Araghchi ha detto molte cose mentre si recava al Summit dell’Organizzazione per la Cooperazione di Shanghai in Kirghizistan: ha attaccato la minaccia di Trump e definito potenzialmente ostile ogni Paese che offre sostegno agli Usa nella rinnovata campagna di bombardamenti. Ma parimenti, il fatto stesso che si sia imbarcato in una missione diplomatica a conflitto nuovamente rinfocolato mostra quanto esista la volontà di non chiudere porte e ponti alla diplomazia.

A Cholpon-Ata, sede del summit dell’organizzazione euroasiatica, Araghchi si è incontrato con l’omologo russo Sergej Lavrov, fresco di vertice col Segretario di Stato Usa Marco Rubio.
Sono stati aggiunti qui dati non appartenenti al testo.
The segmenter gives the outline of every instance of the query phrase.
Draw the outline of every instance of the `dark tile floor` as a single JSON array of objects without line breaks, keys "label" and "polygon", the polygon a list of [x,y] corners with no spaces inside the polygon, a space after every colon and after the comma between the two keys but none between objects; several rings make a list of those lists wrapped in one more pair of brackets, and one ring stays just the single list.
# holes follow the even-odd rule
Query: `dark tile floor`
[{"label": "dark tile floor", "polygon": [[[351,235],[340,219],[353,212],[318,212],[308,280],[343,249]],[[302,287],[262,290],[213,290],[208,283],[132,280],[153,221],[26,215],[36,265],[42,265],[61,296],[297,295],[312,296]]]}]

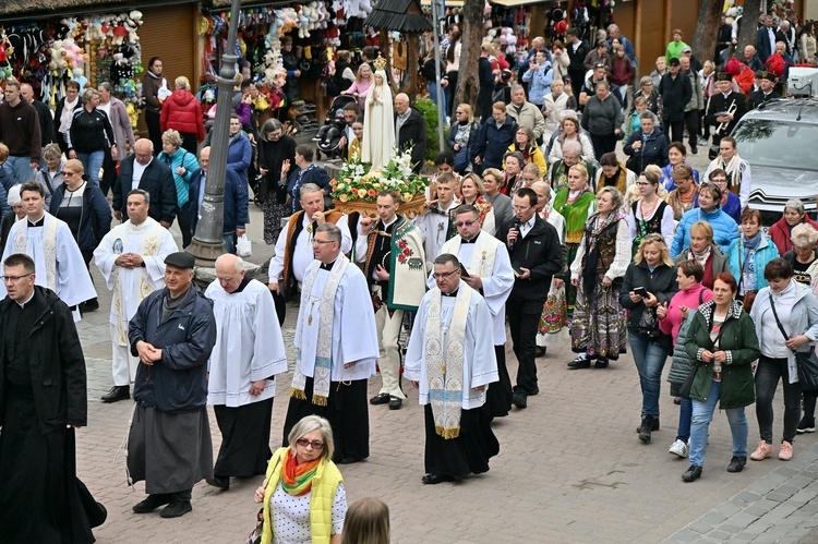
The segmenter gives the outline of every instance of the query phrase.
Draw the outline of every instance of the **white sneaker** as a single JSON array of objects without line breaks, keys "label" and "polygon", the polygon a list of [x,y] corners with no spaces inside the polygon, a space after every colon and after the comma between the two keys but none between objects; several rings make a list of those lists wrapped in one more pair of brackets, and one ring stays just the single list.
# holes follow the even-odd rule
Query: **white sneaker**
[{"label": "white sneaker", "polygon": [[673,454],[674,456],[685,458],[687,457],[687,444],[683,443],[679,439],[676,439],[676,442],[674,442],[671,446],[671,449],[669,449],[667,451],[670,454]]}]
Un dialogo in tempo di guerra fondamentale per capire i margini di risoluzione del conflitto e la possibile interoperabilità, per ora remota, tra scenari di conclusione della guerra in Ucraina e manovre volte a porre termine al duello nel Golfo, fronte ove Lavrorv,riporta Anadolu, chiede un “accordo duraturo”. E non è detto che tale accordo potrebbe sbloccare anche l’impasse ucraina se liberasse energie politiche agli Usa. Tra contraddizioni e difficoltà, dunque, il mosaico della nuova fase della guerra Usa-Iran e della diplomazia circostante prende forma come un disegno di difficile decifrazione. Per un segnale politico in una direzione dunque, uno strappo nell’altra: la conflittualità attuale è a livelli inferiori di quella di febbraio-aprile ma la finestra di una vera pace resta lontana. I toni incendiari non aiutano e va capito in che misura il pendolo girerà verso l’escalation completa e in che dimensione, invece, la diplomazia internazionale offrirà una rete. Alla Casa Bianca l’ultima parola su una decisione profondamente influente per l’intero ordine globale.